Une aide internationale à la traîne
La communauté internationale avait promis, à la Conférence du Caire en octobre 2014, d’octroyer 3,5 milliards de dollars (3,1 milliards d’euros ) d’aide à la bande de Gaza. Seuls 1,4 milliard (1,2 milliard d’euros) ont été versés, regrette le bureau du Coordonnateur spécial des Nations unies pour le processus de paix au Moyen-Orient, contacté par France 24. Selon cet organisme, ce manque de moyens compromet la reconstruction de plus de 5 000 logements parmi les 18 000 détruits ou sévéremment endommagés. Les pays du Golfe ont globalement tenu leurs promesses, mais ce n’est pas le cas des États-Unis qui n’ont donné que la moitié de leur engagement ou de certains pays européens.
Ahmed Fatouh, notre Observateur à Gaza, a pu commencer les travaux de reconstruction de sa maison. Il habite à Khuzaa, petite ville agricole du sud de Gaza qui avait notamment été l’objet d’une opération terrestre de l’armée israélienne en juillet 2014.
C’est la troisième fois que je reconstruis ma maison. La dernière fois, c’était en 2009. Elle avait été en partie détruite par un bulldozer de l’armée israélienne. Je m’étais endetté pour la reconstruire. Je n’avais pas reçu d’aide de la communauté internationale mais cette fois, j’ai obtenu une aide de 30 000 dollars (…) du Qatar. C’est ce qui a été estimé par un ingénieur du ministère palestinien des Travaux publics. Je ne pense pas que ce sera suffisant pour finir l’ensemble des travaux. J’ai néanmoins pu embaucher un maçon. Nous devrions être en mesure d’emménager dans quatre ou cinq mois. Pendant ce temps, je vis avec ma famille dans un appartement, nous payons 100 dollars par mois, sans compter l’eau et l’électricité.

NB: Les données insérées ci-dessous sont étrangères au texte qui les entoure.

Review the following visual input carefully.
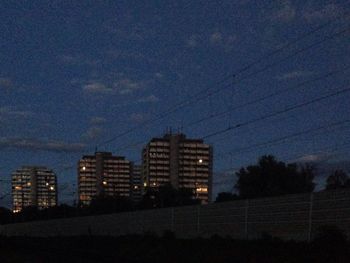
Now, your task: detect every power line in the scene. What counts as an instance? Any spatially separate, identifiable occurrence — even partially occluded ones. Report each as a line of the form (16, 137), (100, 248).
(215, 140), (350, 175)
(217, 119), (350, 159)
(185, 65), (350, 128)
(202, 84), (350, 139)
(96, 22), (350, 148)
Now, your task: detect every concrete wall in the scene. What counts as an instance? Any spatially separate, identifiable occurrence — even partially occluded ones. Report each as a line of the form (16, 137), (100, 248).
(1, 189), (350, 241)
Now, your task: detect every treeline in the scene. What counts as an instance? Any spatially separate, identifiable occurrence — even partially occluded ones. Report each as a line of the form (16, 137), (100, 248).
(1, 155), (349, 224)
(0, 184), (199, 224)
(216, 155), (350, 202)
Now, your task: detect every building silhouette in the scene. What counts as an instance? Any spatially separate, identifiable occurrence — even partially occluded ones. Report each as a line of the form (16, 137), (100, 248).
(131, 164), (142, 202)
(142, 133), (213, 203)
(12, 166), (57, 212)
(78, 152), (132, 205)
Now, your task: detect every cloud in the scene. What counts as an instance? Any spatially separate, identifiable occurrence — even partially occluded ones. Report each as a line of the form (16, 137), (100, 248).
(82, 78), (143, 95)
(210, 32), (223, 45)
(81, 126), (104, 141)
(130, 113), (150, 123)
(81, 116), (106, 141)
(0, 78), (14, 91)
(276, 70), (314, 80)
(113, 78), (143, 95)
(186, 35), (199, 47)
(137, 95), (159, 103)
(0, 137), (86, 153)
(59, 54), (100, 66)
(90, 116), (106, 126)
(291, 152), (334, 163)
(209, 32), (237, 51)
(82, 82), (113, 94)
(302, 4), (343, 23)
(0, 107), (33, 122)
(106, 50), (151, 62)
(155, 72), (163, 79)
(271, 0), (296, 22)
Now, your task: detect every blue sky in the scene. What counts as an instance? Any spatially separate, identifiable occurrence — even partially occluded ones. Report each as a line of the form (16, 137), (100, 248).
(0, 0), (350, 206)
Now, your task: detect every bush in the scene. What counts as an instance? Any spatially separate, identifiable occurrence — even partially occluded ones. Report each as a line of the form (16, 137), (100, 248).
(313, 225), (347, 247)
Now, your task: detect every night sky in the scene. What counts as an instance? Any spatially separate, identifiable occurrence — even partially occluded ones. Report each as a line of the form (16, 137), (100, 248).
(1, 0), (349, 206)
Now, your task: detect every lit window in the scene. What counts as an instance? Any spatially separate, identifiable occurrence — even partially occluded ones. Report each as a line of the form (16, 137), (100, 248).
(198, 159), (203, 163)
(196, 187), (208, 193)
(50, 186), (54, 191)
(82, 166), (86, 171)
(102, 181), (107, 185)
(15, 186), (22, 190)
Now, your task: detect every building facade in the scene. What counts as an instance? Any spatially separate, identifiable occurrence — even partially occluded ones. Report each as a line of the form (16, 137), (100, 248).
(142, 133), (213, 203)
(12, 166), (57, 212)
(78, 152), (132, 205)
(131, 164), (142, 202)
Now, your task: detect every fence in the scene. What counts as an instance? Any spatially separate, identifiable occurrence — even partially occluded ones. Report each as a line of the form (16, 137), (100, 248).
(1, 189), (350, 240)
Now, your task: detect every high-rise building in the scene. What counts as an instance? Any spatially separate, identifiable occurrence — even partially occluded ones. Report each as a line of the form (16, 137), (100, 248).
(142, 133), (213, 204)
(78, 152), (132, 205)
(11, 166), (57, 212)
(131, 164), (142, 202)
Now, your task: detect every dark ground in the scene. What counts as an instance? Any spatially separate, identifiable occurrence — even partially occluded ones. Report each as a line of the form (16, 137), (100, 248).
(0, 234), (349, 263)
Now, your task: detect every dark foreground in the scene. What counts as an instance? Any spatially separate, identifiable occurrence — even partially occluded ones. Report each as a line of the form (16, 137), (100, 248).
(0, 234), (349, 263)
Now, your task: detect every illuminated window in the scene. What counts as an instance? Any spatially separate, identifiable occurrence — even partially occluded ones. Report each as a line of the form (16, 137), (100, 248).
(196, 187), (208, 193)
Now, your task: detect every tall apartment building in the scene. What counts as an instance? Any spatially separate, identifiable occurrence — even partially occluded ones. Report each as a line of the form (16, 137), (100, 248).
(131, 164), (142, 202)
(78, 152), (132, 205)
(142, 133), (213, 204)
(12, 166), (57, 212)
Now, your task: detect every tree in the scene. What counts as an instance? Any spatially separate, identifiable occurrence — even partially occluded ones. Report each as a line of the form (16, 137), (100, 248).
(139, 184), (199, 209)
(235, 155), (315, 199)
(325, 170), (350, 190)
(0, 207), (12, 224)
(313, 225), (348, 252)
(215, 192), (239, 203)
(88, 196), (134, 215)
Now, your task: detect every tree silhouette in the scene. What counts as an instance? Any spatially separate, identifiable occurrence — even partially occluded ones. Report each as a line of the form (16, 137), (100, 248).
(139, 184), (199, 209)
(215, 192), (239, 202)
(326, 170), (350, 190)
(88, 196), (134, 215)
(0, 207), (12, 224)
(235, 155), (315, 199)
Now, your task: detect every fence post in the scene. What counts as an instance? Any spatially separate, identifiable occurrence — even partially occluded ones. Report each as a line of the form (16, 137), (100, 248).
(245, 199), (249, 239)
(308, 193), (314, 242)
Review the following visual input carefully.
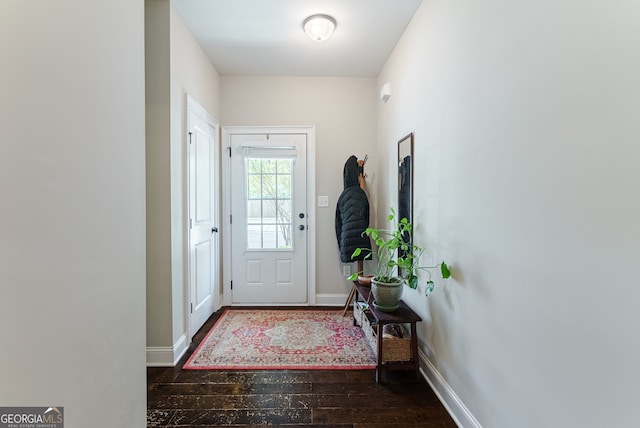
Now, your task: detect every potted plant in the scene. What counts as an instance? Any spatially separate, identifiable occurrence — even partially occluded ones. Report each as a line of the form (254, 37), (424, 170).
(348, 208), (450, 312)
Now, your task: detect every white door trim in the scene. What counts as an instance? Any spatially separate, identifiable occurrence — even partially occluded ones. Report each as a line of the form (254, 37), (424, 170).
(221, 126), (316, 306)
(186, 94), (220, 339)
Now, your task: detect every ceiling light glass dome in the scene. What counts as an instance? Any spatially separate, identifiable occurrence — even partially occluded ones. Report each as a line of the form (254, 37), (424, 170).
(303, 14), (336, 42)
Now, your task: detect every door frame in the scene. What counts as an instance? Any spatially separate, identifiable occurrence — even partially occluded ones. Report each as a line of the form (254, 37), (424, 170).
(186, 95), (220, 339)
(221, 126), (316, 306)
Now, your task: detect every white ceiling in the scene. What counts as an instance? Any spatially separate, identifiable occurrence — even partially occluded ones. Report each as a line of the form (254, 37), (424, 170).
(172, 0), (423, 77)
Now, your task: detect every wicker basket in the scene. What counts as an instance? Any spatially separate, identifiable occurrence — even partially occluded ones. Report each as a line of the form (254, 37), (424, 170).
(353, 301), (412, 363)
(379, 329), (412, 362)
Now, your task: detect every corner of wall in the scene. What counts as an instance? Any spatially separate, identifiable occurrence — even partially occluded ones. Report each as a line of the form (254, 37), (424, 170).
(146, 334), (188, 367)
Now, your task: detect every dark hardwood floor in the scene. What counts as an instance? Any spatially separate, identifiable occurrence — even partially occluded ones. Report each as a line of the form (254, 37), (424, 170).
(147, 308), (457, 427)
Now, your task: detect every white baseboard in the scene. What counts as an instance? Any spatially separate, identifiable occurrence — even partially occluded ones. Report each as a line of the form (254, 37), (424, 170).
(315, 293), (349, 306)
(419, 348), (482, 428)
(146, 334), (188, 367)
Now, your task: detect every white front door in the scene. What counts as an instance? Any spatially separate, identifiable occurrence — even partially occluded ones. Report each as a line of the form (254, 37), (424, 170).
(187, 97), (219, 337)
(230, 133), (308, 304)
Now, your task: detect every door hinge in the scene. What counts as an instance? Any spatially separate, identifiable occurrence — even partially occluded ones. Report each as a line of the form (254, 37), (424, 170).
(190, 303), (193, 313)
(230, 281), (233, 290)
(189, 218), (193, 229)
(227, 146), (231, 157)
(230, 214), (232, 224)
(188, 132), (193, 144)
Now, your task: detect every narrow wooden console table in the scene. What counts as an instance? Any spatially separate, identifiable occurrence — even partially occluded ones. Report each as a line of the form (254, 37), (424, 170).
(352, 281), (422, 383)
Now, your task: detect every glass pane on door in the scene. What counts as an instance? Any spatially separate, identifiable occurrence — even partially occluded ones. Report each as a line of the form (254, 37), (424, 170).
(245, 158), (293, 250)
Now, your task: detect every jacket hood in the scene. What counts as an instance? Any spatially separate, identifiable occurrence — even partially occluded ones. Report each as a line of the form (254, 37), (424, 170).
(343, 155), (360, 188)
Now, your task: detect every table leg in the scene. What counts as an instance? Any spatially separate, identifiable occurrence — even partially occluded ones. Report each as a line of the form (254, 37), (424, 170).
(342, 285), (356, 317)
(376, 323), (384, 383)
(410, 322), (419, 379)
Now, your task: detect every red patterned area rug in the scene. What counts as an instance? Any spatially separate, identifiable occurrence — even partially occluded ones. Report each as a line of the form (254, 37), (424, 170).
(183, 309), (376, 370)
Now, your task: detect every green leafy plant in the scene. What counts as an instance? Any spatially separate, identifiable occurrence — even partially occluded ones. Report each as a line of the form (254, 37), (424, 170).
(348, 208), (450, 296)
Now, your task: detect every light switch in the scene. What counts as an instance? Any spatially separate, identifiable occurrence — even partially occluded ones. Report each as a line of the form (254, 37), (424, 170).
(318, 196), (329, 207)
(343, 265), (351, 277)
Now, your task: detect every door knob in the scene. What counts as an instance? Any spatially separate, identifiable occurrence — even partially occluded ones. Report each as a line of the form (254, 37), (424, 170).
(299, 225), (305, 231)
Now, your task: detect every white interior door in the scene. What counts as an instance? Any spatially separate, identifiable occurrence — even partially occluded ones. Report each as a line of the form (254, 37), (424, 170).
(230, 133), (308, 304)
(188, 98), (219, 337)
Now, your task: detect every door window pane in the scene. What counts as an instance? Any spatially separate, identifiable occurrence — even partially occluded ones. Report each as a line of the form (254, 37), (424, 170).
(262, 199), (277, 222)
(248, 175), (262, 199)
(245, 157), (293, 249)
(262, 174), (277, 199)
(262, 225), (277, 248)
(263, 159), (277, 173)
(277, 175), (291, 198)
(277, 160), (292, 174)
(247, 224), (262, 249)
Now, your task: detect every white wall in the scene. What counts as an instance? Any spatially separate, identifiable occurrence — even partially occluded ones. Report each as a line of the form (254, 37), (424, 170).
(169, 3), (221, 344)
(0, 1), (147, 426)
(378, 0), (640, 426)
(145, 0), (173, 351)
(221, 76), (377, 302)
(145, 0), (221, 363)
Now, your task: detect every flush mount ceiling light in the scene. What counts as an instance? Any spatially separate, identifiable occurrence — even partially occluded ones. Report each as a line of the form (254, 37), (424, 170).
(303, 14), (337, 41)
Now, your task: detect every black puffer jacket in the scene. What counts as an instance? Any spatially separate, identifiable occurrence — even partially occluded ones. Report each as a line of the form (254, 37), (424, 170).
(335, 156), (371, 263)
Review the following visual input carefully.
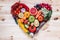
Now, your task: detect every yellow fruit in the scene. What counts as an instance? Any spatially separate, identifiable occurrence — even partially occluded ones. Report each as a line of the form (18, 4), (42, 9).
(24, 12), (30, 18)
(17, 19), (29, 33)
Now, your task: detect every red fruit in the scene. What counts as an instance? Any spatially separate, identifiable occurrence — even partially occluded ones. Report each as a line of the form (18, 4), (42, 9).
(19, 5), (23, 8)
(11, 2), (20, 10)
(24, 20), (28, 24)
(11, 2), (20, 16)
(14, 10), (19, 15)
(16, 9), (20, 14)
(48, 6), (52, 10)
(23, 4), (29, 11)
(16, 8), (19, 11)
(45, 4), (52, 10)
(40, 3), (45, 7)
(39, 3), (52, 10)
(45, 5), (48, 8)
(47, 8), (50, 10)
(20, 3), (29, 11)
(30, 8), (37, 15)
(29, 26), (36, 33)
(11, 2), (29, 16)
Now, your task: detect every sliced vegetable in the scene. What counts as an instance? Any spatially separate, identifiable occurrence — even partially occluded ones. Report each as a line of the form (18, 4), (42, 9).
(34, 19), (39, 27)
(18, 13), (24, 18)
(24, 12), (30, 18)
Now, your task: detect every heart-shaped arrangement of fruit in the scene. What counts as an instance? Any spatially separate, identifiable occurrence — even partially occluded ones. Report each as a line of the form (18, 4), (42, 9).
(11, 2), (52, 37)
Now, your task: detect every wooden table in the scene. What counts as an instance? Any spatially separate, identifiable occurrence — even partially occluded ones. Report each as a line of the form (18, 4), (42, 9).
(0, 0), (60, 40)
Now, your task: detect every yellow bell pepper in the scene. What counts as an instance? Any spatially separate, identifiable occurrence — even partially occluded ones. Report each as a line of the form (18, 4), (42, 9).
(17, 19), (29, 33)
(24, 12), (30, 18)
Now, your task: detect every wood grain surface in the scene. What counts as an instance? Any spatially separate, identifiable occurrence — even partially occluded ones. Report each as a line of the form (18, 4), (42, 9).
(0, 0), (60, 40)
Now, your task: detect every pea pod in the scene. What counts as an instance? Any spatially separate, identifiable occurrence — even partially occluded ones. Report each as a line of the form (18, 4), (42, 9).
(17, 19), (29, 33)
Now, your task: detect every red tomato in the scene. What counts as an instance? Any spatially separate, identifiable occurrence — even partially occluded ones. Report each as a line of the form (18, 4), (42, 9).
(29, 26), (36, 33)
(38, 16), (44, 22)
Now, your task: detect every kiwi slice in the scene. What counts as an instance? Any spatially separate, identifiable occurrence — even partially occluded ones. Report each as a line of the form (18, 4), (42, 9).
(28, 16), (35, 23)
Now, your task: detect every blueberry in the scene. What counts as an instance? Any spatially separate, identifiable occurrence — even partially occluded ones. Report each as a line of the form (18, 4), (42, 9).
(34, 4), (42, 10)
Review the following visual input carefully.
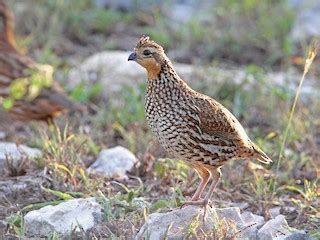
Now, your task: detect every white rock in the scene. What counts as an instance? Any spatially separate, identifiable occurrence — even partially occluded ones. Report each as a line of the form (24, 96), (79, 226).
(258, 215), (292, 239)
(24, 198), (103, 238)
(283, 231), (312, 240)
(269, 207), (281, 218)
(136, 206), (311, 240)
(67, 51), (193, 98)
(0, 132), (6, 140)
(0, 219), (7, 234)
(283, 206), (297, 213)
(216, 207), (244, 225)
(289, 0), (320, 42)
(132, 197), (150, 209)
(0, 142), (42, 174)
(0, 142), (42, 161)
(88, 146), (138, 179)
(135, 206), (219, 240)
(229, 202), (250, 210)
(241, 211), (265, 228)
(68, 51), (144, 93)
(217, 207), (266, 239)
(135, 206), (264, 240)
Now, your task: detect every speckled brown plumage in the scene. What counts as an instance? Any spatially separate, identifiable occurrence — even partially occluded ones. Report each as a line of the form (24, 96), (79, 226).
(0, 0), (81, 122)
(129, 36), (272, 209)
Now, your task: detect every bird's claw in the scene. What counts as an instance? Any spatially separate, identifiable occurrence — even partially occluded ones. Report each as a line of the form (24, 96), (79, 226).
(180, 198), (213, 221)
(180, 198), (212, 208)
(180, 199), (203, 209)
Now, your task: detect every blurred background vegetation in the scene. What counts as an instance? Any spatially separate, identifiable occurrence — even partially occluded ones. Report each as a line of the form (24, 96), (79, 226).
(10, 0), (305, 67)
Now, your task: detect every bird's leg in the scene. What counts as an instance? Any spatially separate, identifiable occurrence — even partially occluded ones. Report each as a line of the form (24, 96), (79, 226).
(181, 164), (210, 208)
(203, 167), (221, 203)
(181, 166), (211, 207)
(201, 167), (221, 221)
(190, 168), (210, 201)
(181, 167), (221, 221)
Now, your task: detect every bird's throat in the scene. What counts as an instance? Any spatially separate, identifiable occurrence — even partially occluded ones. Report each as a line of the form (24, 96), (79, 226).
(147, 63), (188, 97)
(146, 64), (161, 80)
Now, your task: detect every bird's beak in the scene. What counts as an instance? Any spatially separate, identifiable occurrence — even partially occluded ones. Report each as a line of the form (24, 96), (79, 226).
(128, 52), (137, 61)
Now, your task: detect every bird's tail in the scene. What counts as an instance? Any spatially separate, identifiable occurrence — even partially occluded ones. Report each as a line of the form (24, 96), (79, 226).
(251, 143), (272, 164)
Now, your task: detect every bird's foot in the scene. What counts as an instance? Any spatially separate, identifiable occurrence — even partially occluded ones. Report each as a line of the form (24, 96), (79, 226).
(180, 198), (213, 221)
(181, 198), (212, 208)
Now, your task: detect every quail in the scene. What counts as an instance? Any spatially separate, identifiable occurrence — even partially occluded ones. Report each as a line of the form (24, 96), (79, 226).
(128, 36), (272, 209)
(0, 0), (82, 122)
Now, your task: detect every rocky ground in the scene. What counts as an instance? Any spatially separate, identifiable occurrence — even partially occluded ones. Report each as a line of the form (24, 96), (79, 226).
(0, 51), (319, 238)
(0, 140), (315, 239)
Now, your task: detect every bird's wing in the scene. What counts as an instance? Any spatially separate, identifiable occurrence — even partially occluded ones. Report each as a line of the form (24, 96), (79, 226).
(192, 94), (250, 145)
(189, 93), (272, 163)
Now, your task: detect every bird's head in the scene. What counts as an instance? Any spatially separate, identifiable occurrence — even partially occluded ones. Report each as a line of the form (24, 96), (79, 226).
(128, 36), (167, 79)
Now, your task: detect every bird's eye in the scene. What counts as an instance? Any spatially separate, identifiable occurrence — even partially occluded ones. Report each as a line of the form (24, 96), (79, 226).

Mohamed habite dans le quartier de Shujaiyeh à Gaza ville.
Après deux ans d’attente, j’ai décidé de commencer seul les travaux. Nous vivons dans une caravane où la chaleur devient très vite insupportable l’été. J’ai emprunté de l’argent autour de moi et me suis procuré du ciment sur le marché noir. Il ne s’agit pas de ciment qui provient des tunnels construits par le Hamas à Gaza. Ils ont été détruits pendant la dernière offensive. [NDLR : Des tunnels continuent d’être construits. Un tunnel a récemment été découvert à la frontière entre Israël et Gaza]
Il arrive que des propriétaires décident de construire des maisons de plus petite taille et revendent le ciment dont ils n’ont pas besoin pour avoir un peu de liquidité. Ce ciment coûte cher. Une tonne peut coûter jusqu’à 300 dollars. Mais cela me permet d’avancer sur les travaux dans l’espoir de vite retrouver ma maison.